I would like some feedback on my reasoning for the following problem:
Let $A$ be a $\mathbb{R}$-Banach algebra. Let $x \in A$. Show that there exists $a$,$b \in \mathbb{R}$ such that $(x + a1)^2 + b^2 1$ is not invertible.
Here $1$ is the multiplicative unit of $A$.
(Tentative) Proof:
Let $P(x) = (x + a1)^2 + b^2 1$.
We know that a polynomial expression in $x \in A$ is invertible iff $\textrm{Sp}_A(x) = \{ \lambda \in \mathbb{R}, (x-\lambda) \notin A^{-1}\}$ does not contain any roots of $P$. So, to show that $P(x)$ is not invertible, we must find conditions on $a$ and $b$ such that $P$ has at least one root in $\textrm{Sp}_A(x)$.
Suppose that $x$ is not invertible. Then it is sufficient to choose $a=b=0$.

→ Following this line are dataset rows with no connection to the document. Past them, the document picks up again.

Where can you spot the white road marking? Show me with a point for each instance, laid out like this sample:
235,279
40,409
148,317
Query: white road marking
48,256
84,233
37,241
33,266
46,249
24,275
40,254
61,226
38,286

Now suppose that $x$ is invertible, with spectral radius $\rho$. (most of the proofs I have seen of the spectral radius formula rely on complex Banach algebras but I believe it generalizes to the real case). The roots of $P(x)$ are $-a + ib$ and $-a - ib$. So we need to set $b=0$ and take $|a| < \rho$. Then either root is in $\textrm{Sp}_A(x)$ and the claim is proved.